Inefficient Public Schools

We all know that the Public School System is a well practiced money waster. Cape Diem, however, has run some numbers on just how much money they waste and produced a series of posts on the subject.

Here he points out that spending per student in constant dollars has grown by 10x since 1929. But this post shows where that money is being spent. Quoting Cato's Saving Money and Improving Education, he notes:

Student enrollment in public schools grew by 13% between 1979 and 2000. During the same period the total number of school employees grew by 61%, and the number of teachers grew by 35%. Nationally, public schools now have about 1 employee for every 8.1 students, and teachers make up only 40% of total school employees
As a side note, my favorite part of the post is the comparisons he makes at the end.
1. The Chicago Board of Education, which has 3,300 employees, is larger than the entire Japanese Ministry of Education.
2. The New York City public schools system has 250 times as many administrators as the New York Catholic school system (6,000 administrators in public school system versus 24 in Catholic school system), even though New York public schools have only four times as many students as the Catholic schools.

In this final post, he shows that because Public Schools have so many more administrators than teachers, they cost much more per pupil than their private counterparts.
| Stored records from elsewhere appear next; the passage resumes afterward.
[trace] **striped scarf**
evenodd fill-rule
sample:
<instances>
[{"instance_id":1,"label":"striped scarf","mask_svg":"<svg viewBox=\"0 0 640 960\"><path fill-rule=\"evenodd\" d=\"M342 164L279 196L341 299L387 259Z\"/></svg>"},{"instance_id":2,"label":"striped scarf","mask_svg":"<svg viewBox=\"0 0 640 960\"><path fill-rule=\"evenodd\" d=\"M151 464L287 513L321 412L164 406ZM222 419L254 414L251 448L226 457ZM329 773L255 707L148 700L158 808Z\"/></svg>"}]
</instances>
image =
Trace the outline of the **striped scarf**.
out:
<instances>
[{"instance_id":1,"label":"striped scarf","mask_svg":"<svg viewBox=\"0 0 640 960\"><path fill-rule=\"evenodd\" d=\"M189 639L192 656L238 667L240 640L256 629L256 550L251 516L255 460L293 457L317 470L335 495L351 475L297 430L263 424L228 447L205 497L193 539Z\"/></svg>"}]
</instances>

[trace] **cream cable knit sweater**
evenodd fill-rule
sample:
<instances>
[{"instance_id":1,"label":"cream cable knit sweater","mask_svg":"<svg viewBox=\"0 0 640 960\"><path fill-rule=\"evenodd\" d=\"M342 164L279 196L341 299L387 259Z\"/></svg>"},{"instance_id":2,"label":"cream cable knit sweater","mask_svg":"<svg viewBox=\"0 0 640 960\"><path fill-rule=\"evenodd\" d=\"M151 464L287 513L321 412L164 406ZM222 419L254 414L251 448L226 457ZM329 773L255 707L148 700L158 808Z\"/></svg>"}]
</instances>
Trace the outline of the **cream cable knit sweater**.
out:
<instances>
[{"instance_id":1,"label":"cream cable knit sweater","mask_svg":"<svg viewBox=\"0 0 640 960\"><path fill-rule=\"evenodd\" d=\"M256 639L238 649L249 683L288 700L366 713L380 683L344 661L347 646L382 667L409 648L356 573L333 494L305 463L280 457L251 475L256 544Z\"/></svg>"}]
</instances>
In contrast to the common perception that private schools are elite organizations awash with old money to trow at their privileged students, they operate with budgets of, on average, 1/3 to 1/2 the size per student.

Average private school tuition ($6,600) was about 1/3 less than the spending per pupil in public schools ($9,620) in 2003-2004 (the most recent year available), and average Catholic school tuition ($4,254) was less than half of public school spending per student.

Not only was the average private school tuition between 1/3 and 1/2 less than the cost per public school student, the private schools had on average 18% more teachers per 1000 students (72.25 in private schools vs. 61 in public schools) in 2003-2004.

Yet our money continues to be funneled into the Public Schools, reinforcing their failure with increased spending. If parents were free to spend that money on the school of their choice they could procure a better education for their children while saving the taxpayer a whole lot of money.